2022, we hardly knew ye: populating innovation

Tim Lougheed
December 21, 2022

Populating Innovation

Amidst the endless chatter about advanced robotics and AI systems, it is easy to forget that innovation continues to be driven by people. Or, as most entrepreneurs like to call them, talent. Mad scrambles for investment financing or strategic minerals are nothing compared to the global competition for individuals with a bent for doing the many different tasks innovation demands — from conducting exotic, highly specialized technical processes to selling finished products to potential customers who might have little to no idea why they need a particular innovation that may be on offer.

The House of Commons’ first-ever Standing Committee on Science and Research, which has been spearheaded and chaired by the Honourable Kirsty Duncan, emphasized this point in its mid-year report. Its recommendations revolved around the financial resources government should invest in the research community, which above all is an investment in the people who make up that community.

The Centre for Future Work, a think tank that weighs the effect of innovation on jobs, offered a critique of Canadian firms that were shying away from investing in new technology by placing heavier demands on their respective workforces, to achieve similar gains in productivity. Although it is often thought that robots will put human beings out of work, a report from the Centre insisted employers should be spending more money on this new infrastructure, which will dramatically improve the working lives of their employees.

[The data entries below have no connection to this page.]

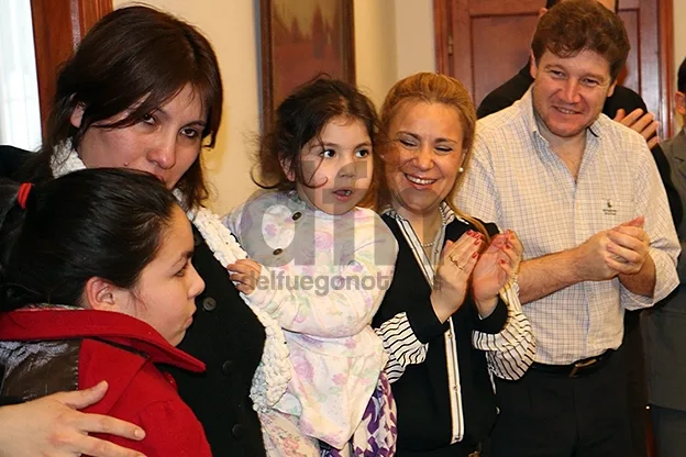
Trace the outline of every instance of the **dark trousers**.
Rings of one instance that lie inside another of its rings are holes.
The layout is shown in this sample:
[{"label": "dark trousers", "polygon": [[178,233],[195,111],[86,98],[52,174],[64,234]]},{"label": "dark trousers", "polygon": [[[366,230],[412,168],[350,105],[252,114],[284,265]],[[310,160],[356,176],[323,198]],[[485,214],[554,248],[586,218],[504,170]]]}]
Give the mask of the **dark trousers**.
[{"label": "dark trousers", "polygon": [[620,348],[575,378],[535,367],[518,381],[496,378],[493,457],[629,456],[624,361]]},{"label": "dark trousers", "polygon": [[657,457],[686,456],[686,411],[652,404],[651,416]]},{"label": "dark trousers", "polygon": [[650,414],[645,409],[648,406],[648,380],[645,378],[643,335],[641,334],[641,311],[627,311],[624,313],[622,352],[627,365],[627,400],[631,426],[631,454],[628,457],[648,456],[646,425]]}]

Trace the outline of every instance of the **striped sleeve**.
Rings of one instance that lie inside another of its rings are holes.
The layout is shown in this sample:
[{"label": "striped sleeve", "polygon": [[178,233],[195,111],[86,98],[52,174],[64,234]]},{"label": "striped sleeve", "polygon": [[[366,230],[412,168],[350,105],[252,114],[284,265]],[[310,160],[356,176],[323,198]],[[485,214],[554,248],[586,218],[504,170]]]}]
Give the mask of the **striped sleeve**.
[{"label": "striped sleeve", "polygon": [[474,332],[472,344],[486,352],[489,370],[497,377],[516,380],[524,376],[535,355],[531,323],[522,312],[518,285],[506,287],[500,298],[508,305],[508,319],[500,333]]},{"label": "striped sleeve", "polygon": [[429,344],[419,341],[407,313],[396,314],[375,330],[388,353],[385,371],[390,382],[400,379],[408,365],[421,364],[427,358]]}]

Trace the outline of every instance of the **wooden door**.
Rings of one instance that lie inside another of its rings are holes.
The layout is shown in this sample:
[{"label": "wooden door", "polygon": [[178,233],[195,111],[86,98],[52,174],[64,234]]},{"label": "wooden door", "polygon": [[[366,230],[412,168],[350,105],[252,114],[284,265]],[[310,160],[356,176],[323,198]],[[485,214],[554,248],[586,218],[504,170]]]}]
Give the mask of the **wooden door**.
[{"label": "wooden door", "polygon": [[[525,64],[544,0],[434,0],[439,71],[460,79],[478,105]],[[631,53],[621,82],[675,132],[672,112],[672,0],[619,0]],[[640,33],[639,33],[640,32]]]},{"label": "wooden door", "polygon": [[110,11],[112,0],[31,0],[43,125],[53,103],[59,65],[69,58],[81,36]]}]

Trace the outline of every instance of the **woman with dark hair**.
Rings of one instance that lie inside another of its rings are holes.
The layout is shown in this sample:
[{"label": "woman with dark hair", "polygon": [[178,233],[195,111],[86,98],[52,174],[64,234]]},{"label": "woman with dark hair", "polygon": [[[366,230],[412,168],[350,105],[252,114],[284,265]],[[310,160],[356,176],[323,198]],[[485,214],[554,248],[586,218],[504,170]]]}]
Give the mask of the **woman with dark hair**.
[{"label": "woman with dark hair", "polygon": [[32,400],[106,379],[108,397],[87,411],[144,427],[132,448],[211,456],[202,425],[155,367],[203,370],[174,347],[204,285],[188,219],[164,185],[120,169],[35,188],[1,180],[0,239],[2,395]]},{"label": "woman with dark hair", "polygon": [[[192,261],[207,286],[196,298],[198,313],[179,348],[203,361],[207,371],[169,371],[214,455],[254,457],[265,452],[251,399],[253,379],[252,398],[259,401],[280,389],[289,371],[283,333],[243,302],[226,274],[225,265],[245,254],[202,207],[200,152],[214,145],[221,109],[217,57],[202,34],[147,7],[115,10],[89,31],[62,68],[42,149],[32,156],[2,147],[0,172],[42,181],[80,168],[121,167],[152,172],[174,189],[193,224]],[[269,370],[264,364],[257,370],[263,358]],[[90,432],[79,425],[85,419],[68,430]],[[45,436],[53,428],[34,432]],[[79,435],[68,436],[64,447],[73,449]],[[69,455],[125,455],[115,454],[120,449],[93,454],[92,446],[102,443],[79,442],[88,447]]]}]

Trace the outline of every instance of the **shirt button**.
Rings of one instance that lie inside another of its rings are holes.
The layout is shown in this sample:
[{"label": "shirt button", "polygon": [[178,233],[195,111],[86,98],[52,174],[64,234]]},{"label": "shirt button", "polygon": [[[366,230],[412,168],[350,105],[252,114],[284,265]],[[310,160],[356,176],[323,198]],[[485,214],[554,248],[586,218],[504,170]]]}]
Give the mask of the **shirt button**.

Finally, if employers are having trouble finding the high-powered employees they need, they only have themselves to blame, according to AJ Tibando. Her company, Palette Skills, specializes in helping people transfer their skill from areas that might not be formally linked to science and technology, but which can be readily adapted to thrive in such enterprises. Many of those same enterprises overlook these candidates, she told participants in this year’s Research Money conference, because human resources departments adhere to limited definitions of what qualifies as talent in an innovation-driven industry.